- Born: 1991 or 1992 (age 33–34) Bataan, Philippines
- Education: University of the Philippines Diliman
- Space career
- Current occupation: Nutritionist
- Selection: HI-SEAS Ka Lā Hiki Ola crew (2023)

= Kristine Atienza =

Kristine Jane Atienza is a Filipina nutritionist who is known for being the first analog astronaut from the Philippines by taking part at the HI-SEAS mission at Mauna Loa, Hawaii in November 2023.

==Early life and education==
Kristine Jane Atienza was born in Bataan in . She has been interested in astronomy since her pre-school years with her childhood dream being to become an astronomer.

Atienza was admitted to the University of the Philippines Diliman to pursue a degree in applied physics. However due to issues in fulfilling academic requirements on mathematics, she shifted and pursued a degree in community nutrition instead. Nevertheless remained active in the astronomy community. She is also a member of the UP Astronomical Society, a student organization.

Atienza became a registered nutritionist. She worked as a volunteer for an international humanitarian agency in the public health field.

==Space career==
===Early years===
Atienza through her network in Southeast Asia and Europe remained involved in the astronomy community. In 2021, Atienza and other people from other countries formed the Astronaut Nutrition in Isolated Confined Extreme Environments. Her involvement in the field of space nutrition led to her learning about human analog missions. She decided to pursue the role of an analog astronaut in 2022.
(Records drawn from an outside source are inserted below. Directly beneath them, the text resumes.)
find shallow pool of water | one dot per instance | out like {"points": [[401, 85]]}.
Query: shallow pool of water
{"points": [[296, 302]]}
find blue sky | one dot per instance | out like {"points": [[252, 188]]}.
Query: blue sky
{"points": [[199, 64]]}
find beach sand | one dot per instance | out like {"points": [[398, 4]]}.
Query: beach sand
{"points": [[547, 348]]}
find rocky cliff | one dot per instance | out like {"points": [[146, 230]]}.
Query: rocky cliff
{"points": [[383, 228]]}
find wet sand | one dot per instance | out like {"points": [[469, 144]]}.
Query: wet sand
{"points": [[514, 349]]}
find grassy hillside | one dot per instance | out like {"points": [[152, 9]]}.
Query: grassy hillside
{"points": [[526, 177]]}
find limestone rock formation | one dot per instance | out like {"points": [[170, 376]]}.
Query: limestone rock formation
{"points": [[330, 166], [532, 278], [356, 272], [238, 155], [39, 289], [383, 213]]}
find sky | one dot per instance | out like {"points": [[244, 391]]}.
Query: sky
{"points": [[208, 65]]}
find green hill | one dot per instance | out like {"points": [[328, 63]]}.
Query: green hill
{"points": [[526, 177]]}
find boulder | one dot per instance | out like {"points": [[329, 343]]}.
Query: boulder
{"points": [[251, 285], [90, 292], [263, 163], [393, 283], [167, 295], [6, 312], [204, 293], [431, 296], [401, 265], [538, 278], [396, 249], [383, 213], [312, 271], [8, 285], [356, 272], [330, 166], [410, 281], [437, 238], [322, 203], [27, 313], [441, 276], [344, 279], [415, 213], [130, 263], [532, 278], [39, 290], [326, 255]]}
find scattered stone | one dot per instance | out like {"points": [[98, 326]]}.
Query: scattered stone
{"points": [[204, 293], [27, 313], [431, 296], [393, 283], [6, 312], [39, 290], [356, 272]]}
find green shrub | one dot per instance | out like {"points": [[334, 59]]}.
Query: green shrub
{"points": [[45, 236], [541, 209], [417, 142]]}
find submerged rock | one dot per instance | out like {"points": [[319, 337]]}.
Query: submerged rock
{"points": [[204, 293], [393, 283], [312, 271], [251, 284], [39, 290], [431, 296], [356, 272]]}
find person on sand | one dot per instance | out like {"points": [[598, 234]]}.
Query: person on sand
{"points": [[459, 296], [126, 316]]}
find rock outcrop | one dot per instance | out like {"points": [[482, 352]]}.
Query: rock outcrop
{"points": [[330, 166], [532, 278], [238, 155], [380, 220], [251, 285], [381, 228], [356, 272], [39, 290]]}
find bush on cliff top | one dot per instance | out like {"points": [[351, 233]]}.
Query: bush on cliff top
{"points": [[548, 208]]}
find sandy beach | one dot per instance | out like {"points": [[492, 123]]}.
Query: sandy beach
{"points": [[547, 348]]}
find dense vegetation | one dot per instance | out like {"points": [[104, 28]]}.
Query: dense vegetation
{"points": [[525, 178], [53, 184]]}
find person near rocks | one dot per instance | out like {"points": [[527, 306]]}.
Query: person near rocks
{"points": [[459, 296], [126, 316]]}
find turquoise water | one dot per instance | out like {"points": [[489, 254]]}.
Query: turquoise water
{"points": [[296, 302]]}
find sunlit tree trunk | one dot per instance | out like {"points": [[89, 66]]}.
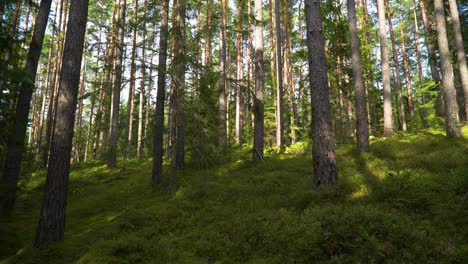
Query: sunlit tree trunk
{"points": [[387, 92], [16, 137], [259, 83], [239, 96], [160, 97], [323, 152], [461, 57], [362, 134], [448, 88], [117, 83], [397, 70], [51, 224], [222, 78]]}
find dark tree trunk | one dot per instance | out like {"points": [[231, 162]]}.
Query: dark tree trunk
{"points": [[52, 218], [16, 139], [461, 57], [362, 134], [259, 83], [115, 106], [222, 78], [323, 152], [387, 92], [239, 96], [452, 127], [160, 97], [279, 77]]}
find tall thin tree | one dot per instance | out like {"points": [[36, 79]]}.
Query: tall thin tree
{"points": [[52, 218], [160, 97], [15, 147], [448, 87], [259, 83], [323, 151], [362, 134], [387, 92]]}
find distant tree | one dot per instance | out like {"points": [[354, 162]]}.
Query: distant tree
{"points": [[160, 98], [15, 148], [387, 92], [52, 218], [323, 150], [116, 85], [362, 134], [461, 57], [448, 87], [259, 83]]}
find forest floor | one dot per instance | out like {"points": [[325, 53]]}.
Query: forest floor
{"points": [[406, 201]]}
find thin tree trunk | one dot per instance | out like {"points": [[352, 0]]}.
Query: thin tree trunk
{"points": [[387, 93], [397, 69], [208, 34], [93, 98], [239, 95], [79, 113], [279, 78], [323, 152], [259, 84], [131, 91], [460, 51], [452, 127], [409, 88], [430, 42], [142, 92], [117, 83], [362, 134], [222, 78], [51, 224], [16, 139]]}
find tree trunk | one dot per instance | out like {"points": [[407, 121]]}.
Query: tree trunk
{"points": [[362, 134], [239, 95], [460, 51], [430, 42], [208, 34], [279, 78], [387, 92], [259, 83], [222, 78], [131, 91], [117, 83], [160, 97], [142, 92], [16, 137], [448, 88], [52, 218], [323, 152], [397, 69]]}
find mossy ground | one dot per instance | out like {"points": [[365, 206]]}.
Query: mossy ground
{"points": [[404, 202]]}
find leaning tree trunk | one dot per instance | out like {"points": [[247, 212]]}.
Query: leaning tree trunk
{"points": [[387, 92], [16, 139], [460, 51], [115, 106], [52, 218], [279, 78], [323, 152], [259, 83], [131, 91], [362, 128], [239, 96], [160, 97], [397, 70], [222, 78], [448, 88]]}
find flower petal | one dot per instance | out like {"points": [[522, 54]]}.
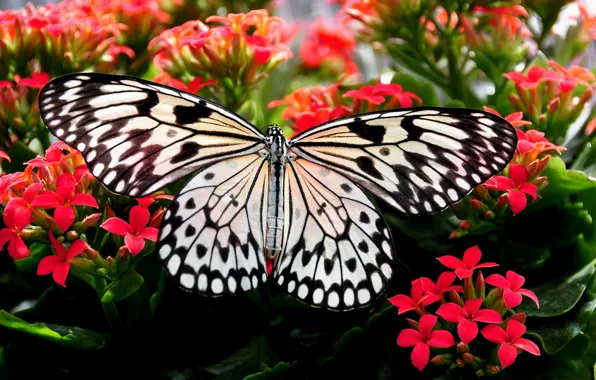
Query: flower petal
{"points": [[64, 217], [517, 201], [420, 355], [488, 316], [84, 200], [512, 299], [116, 226], [47, 264], [507, 355], [515, 329], [515, 280], [467, 330], [76, 248], [409, 338], [452, 312], [60, 272], [495, 334], [527, 345], [472, 256], [441, 339], [451, 262], [134, 243], [498, 280], [426, 324], [463, 273], [139, 217], [149, 233], [530, 294], [472, 306], [58, 247], [17, 248]]}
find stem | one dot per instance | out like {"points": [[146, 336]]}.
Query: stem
{"points": [[109, 308]]}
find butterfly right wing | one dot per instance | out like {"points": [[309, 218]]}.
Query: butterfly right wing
{"points": [[212, 236]]}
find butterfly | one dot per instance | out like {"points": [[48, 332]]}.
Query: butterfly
{"points": [[305, 203]]}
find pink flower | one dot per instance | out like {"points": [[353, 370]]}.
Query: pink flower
{"points": [[467, 317], [443, 284], [59, 265], [134, 233], [513, 292], [12, 234], [64, 199], [510, 341], [466, 267], [405, 303], [423, 339]]}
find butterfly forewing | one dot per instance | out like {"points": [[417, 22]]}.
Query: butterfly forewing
{"points": [[337, 249], [418, 160], [212, 236], [138, 136]]}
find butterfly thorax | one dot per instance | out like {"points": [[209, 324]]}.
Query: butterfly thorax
{"points": [[278, 150]]}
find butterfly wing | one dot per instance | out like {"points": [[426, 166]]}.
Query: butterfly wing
{"points": [[212, 236], [418, 160], [138, 136], [337, 251]]}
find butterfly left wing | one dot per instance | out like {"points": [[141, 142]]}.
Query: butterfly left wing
{"points": [[138, 136], [337, 251], [212, 235], [418, 160]]}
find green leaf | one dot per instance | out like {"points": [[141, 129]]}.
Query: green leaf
{"points": [[424, 90], [70, 336], [19, 154], [161, 285], [37, 251], [280, 371], [563, 182], [123, 288], [558, 296]]}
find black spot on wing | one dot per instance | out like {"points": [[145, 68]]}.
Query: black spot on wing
{"points": [[372, 133], [192, 114], [188, 150], [367, 165]]}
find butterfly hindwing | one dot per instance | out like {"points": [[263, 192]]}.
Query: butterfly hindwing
{"points": [[337, 249], [418, 160], [138, 136], [212, 236]]}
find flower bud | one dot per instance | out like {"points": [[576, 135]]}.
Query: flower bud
{"points": [[480, 286], [462, 347], [468, 358]]}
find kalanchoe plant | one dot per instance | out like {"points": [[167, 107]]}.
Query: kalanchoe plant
{"points": [[465, 311]]}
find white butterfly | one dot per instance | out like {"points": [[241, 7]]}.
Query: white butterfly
{"points": [[300, 201]]}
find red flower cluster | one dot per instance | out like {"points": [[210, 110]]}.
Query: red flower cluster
{"points": [[552, 98], [242, 51], [462, 309], [329, 47], [308, 107], [19, 114], [64, 37]]}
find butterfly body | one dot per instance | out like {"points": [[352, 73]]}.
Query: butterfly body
{"points": [[305, 201]]}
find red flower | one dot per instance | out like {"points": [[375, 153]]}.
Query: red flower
{"points": [[423, 339], [510, 341], [466, 267], [443, 284], [134, 233], [64, 199], [467, 317], [405, 303], [11, 234], [59, 265], [512, 288], [515, 186]]}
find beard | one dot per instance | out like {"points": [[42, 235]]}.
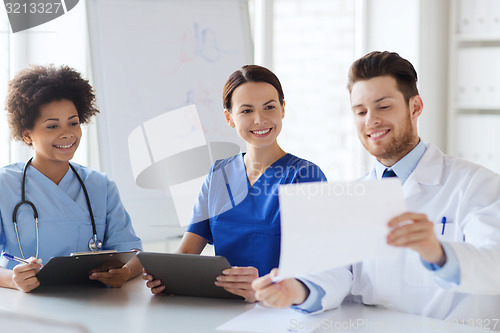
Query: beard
{"points": [[397, 147]]}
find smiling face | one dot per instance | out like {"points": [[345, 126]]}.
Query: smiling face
{"points": [[56, 133], [386, 124], [256, 114]]}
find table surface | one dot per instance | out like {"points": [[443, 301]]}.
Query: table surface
{"points": [[133, 308]]}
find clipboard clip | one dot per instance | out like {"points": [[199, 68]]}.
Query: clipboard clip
{"points": [[91, 252]]}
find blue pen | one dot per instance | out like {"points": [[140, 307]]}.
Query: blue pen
{"points": [[443, 221], [14, 258]]}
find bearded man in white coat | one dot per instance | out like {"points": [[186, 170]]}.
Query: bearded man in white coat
{"points": [[450, 266]]}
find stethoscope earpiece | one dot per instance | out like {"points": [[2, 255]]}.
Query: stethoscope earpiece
{"points": [[94, 243]]}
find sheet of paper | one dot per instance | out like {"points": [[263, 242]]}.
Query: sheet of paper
{"points": [[328, 225], [266, 320]]}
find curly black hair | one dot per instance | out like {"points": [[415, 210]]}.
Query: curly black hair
{"points": [[36, 85]]}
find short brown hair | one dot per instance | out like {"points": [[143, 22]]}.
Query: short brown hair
{"points": [[377, 63], [249, 73], [35, 86]]}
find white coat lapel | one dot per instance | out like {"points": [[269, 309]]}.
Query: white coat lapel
{"points": [[428, 172]]}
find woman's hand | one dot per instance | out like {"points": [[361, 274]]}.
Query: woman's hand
{"points": [[24, 275], [115, 277], [238, 280]]}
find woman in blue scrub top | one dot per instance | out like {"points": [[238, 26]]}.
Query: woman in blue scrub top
{"points": [[45, 107], [237, 209]]}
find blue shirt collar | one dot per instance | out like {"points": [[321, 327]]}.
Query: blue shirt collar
{"points": [[405, 166]]}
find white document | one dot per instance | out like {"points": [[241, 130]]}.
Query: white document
{"points": [[267, 320], [328, 225]]}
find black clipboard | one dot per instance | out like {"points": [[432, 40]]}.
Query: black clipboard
{"points": [[187, 274], [76, 269]]}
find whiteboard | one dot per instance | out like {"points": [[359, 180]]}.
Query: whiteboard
{"points": [[148, 58]]}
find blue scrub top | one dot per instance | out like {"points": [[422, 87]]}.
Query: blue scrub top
{"points": [[243, 221], [63, 215]]}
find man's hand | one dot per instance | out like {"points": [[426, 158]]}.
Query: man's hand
{"points": [[416, 232]]}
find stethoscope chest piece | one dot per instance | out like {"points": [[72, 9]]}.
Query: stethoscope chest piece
{"points": [[95, 244]]}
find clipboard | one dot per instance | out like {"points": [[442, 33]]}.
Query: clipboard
{"points": [[75, 269], [187, 274]]}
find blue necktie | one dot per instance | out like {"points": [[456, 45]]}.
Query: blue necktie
{"points": [[388, 173]]}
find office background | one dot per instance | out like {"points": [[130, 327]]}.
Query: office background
{"points": [[454, 45]]}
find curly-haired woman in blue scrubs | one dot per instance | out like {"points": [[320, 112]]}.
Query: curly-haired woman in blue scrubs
{"points": [[49, 206], [237, 209]]}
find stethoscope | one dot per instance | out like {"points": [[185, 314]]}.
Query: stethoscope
{"points": [[94, 243]]}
Atienza got accepted to the LunAres Research Station in Poland. But she had to decline since the weeks long mission conflicts with her work schedule. She fulfilled the role as LunAres' investigator instead.

===HI-SEAS analog mission===
Atienza received an invite to apply for the Hawai‘i Space Exploration Analog and Simulation (HI-SEAS) in July 2023. She was accepted to take part in a mission after taking psychological and cognitive tests. The six-day mission took place in November 2023 in Mauna Loa, Hawaii and Atienza became the first Filipina analog astronaut. She was the nutritionist of the five-person crew which simulated a Mars human mission.

===Blue Origin sub-orbital flight bid===
Atienza is making a bid to get included in a six-person crew sub-orbital flight on board Blue Origin's New Shepard. As of September 2025, this flight includes four crew members from India, Brazil, Thailand, and Nigeria with two seats yet to be filled. In March 2025, Atienza took a centrifuge training which certifies her to board a Virgin Galactic suborbital flight.